A dichiararlo, in un comunicato, sono Antonio Tronconi ed Emilio Falletti, di Azione Grosseto. 

“Alberese e Rispescia hanno un bacino di utenza di circa 700 pazienti dove il precedente medico, dottor Mariani, assicurava prestazioni ambulatoriali in entrambe le località; vista la carenza di servizi bus, la presenza di persone anziane e/o disabili, Rispescia rischia di essere ingiustamente penalizzata nel caso in cui non si rinvenga una soluzione che ripristini le modalità assistenziali precedentemente usufruite dalla comunità stessa – continua la nota -. Ciò è anche per il frutto di due provvedimenti dirigenziali Asl del recente luglio ed agosto, che ponevano giustamente all’attenzione 12 zone carenti di ambulatori medici individuando fra queste Alberese e Rispescia, ma poi rinvenendo la soluzione concreta ed oggettiva attenzionando la sola Alberese. Ricordiamo che non è indifferente la presenza a Rispescia di una fornitissima farmacia che, con l’assenza di un ambulatorio, rischia di perdere la sua valenza di servizio sociale puntuale”.

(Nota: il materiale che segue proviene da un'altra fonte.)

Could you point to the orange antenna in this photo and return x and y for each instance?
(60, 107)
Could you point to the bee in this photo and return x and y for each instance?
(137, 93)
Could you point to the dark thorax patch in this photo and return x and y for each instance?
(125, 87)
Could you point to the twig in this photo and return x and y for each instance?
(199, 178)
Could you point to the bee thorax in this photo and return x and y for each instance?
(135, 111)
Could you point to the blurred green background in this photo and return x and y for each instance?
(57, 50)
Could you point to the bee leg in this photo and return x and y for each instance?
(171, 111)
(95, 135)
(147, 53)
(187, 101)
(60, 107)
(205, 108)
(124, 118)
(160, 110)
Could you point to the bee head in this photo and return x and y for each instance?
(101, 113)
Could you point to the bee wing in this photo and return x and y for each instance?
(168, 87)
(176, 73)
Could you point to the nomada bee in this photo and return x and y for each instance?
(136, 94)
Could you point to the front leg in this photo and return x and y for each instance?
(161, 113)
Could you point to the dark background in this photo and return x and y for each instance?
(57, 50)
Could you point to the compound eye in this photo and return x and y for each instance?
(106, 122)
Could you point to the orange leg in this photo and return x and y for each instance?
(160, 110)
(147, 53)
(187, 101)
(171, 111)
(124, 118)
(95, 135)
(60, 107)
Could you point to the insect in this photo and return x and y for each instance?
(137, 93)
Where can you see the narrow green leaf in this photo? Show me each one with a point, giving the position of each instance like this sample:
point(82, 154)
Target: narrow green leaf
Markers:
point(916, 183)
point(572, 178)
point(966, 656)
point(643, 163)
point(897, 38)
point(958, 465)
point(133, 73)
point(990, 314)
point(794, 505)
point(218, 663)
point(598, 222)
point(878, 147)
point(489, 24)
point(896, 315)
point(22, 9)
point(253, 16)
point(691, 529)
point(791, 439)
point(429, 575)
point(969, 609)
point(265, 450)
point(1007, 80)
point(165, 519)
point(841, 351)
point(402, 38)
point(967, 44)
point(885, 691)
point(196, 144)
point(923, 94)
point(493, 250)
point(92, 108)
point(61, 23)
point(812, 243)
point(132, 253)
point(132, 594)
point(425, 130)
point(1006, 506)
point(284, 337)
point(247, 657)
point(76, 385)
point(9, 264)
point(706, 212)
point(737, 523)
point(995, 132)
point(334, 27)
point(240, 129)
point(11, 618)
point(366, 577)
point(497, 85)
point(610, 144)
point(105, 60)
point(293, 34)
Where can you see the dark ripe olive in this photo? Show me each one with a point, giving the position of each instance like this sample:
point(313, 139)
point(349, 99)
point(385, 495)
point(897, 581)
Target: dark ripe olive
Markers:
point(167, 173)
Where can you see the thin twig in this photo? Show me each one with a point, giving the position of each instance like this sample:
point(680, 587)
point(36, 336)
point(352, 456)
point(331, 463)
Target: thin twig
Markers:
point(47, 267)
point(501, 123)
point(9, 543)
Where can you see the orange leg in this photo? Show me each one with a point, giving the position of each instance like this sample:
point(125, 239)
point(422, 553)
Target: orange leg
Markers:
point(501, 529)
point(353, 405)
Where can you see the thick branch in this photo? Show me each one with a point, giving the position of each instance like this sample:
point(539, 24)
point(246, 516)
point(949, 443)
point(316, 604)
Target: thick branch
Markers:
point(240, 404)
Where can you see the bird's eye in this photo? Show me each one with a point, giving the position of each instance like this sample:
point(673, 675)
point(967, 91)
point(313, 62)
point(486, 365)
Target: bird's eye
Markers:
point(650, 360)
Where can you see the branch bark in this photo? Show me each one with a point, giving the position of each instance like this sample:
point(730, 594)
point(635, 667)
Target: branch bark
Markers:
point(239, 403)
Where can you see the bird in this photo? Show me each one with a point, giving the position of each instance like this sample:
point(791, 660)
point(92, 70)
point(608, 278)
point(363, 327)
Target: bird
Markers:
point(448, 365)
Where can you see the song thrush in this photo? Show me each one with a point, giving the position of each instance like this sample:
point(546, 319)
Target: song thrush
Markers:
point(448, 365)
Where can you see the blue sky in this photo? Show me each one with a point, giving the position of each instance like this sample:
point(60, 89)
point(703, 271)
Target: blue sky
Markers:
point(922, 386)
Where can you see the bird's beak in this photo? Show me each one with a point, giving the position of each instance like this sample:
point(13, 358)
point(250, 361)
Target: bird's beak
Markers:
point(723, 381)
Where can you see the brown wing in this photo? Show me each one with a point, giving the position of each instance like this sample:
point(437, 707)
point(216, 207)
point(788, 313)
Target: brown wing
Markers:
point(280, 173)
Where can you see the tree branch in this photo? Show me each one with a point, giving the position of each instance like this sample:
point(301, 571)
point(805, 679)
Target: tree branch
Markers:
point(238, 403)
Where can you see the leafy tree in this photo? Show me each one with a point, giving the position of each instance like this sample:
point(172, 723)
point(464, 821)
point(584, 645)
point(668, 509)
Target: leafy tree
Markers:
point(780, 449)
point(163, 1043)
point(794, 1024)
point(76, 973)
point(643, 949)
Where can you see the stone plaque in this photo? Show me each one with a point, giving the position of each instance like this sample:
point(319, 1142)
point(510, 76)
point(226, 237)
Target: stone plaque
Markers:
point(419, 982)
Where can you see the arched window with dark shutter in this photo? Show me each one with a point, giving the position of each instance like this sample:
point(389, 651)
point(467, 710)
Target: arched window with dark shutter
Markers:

“Ci appelliamo quindi agli organi di competenza, Asl e Comune di Grosseto nello specifico, affinché, non solo ci si attivi per rinvenire una sede in loco per le visite mediche, ma che quanto prima i cittadini possano usufruire dei servizi base nelle modalità e nei termini adeguati alle esigenze di tale comunità. E’ evidente che tali problematiche devono costituire anche il risultato, con esito virtuoso, di una collaborazione tra Regione, Aziende e Comuni, ma Azione rivendica da tempo la necessità di attenzionare le problematiche della sanità, a partire da Stato e Governo, e questa mancanza è il frutto ultimo, consequenziale ed evidente, di politiche che tolgono colpevolmente risorse economiche indispensabili – termina il comunicato -. Per questo Azione, alla prossima Legge di Bilancio, proporrà in Parlamento di usare 10 miliardi di euro sulla sanità pubblica per azzerare le liste d’attesa e adeguare gli stipendi del personale sanitario alla media Ocse; da tempo denunciamo che mancano 20mila medici e 63mila infermieri con due milioni e mezzo di italiani costretti a rinunciare alle cure”.